I wasn’t expecting it, at all. It’s not only great news, but a great way to start the day, a great thing to wake up to. (Although having my friend’s border collie jumping on me at the same time took away a little of the magic haha.) I woke up to my phone ringing. I normally try to answer numbers I don’t know just because I’ve been in the situation where I’ve needed to use a strange number to call someone and I know how it feels to have someone ignore the call simply because it’s a strange number. I wasn’t as excited as I could’ve been, simply because I woke up mere seconds before from my phone ringing in my ear and my friend’s dog wanting attention.
As excited as I was, my depression kicked in later.
It was probably accepted out of pity, I thought, if I could get in, anyone can, so how is it an accomplishment, or anything worth bragging about really?
I had to remind myself that not everybody gets formally published. I had to remember back to when I worked for Progenitor, how we usually liked the pieces written by people who have bachelors or masters degrees in creative writing or english and that great pieces by those who didn’t really had natural talent. I had to think about what the value of being published in a literary magazine before might mean to a literature publishing company.
The depressive rain cloud of my recently discovered health problems casted over me just the same.
Let’s just say that surgery is definitely being discussed and is most likely going to be in my near future, everyone’s just exchanging their records and reports on my health history first.
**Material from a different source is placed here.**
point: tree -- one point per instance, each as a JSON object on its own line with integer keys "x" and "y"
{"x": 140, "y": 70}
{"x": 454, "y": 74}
As painful as it was to recall the struggle to get everyone caught up, it didn’t depress me as bad once I was able to remember that my accomplishment really was an accomplishment.
When I did, I felt like there was new hope for me, that I really am more than something ill or diseased whose sole existence is to suffer to get someone else money. Knowing that my odds of getting published with a traditional publishing company have increased, I almost feel obligated to see what my limits really are.
It makes me wonder if my life will return to normal again one day, that I’ll have that fair fighting chance to beat the statistics that almost every foster kid wants.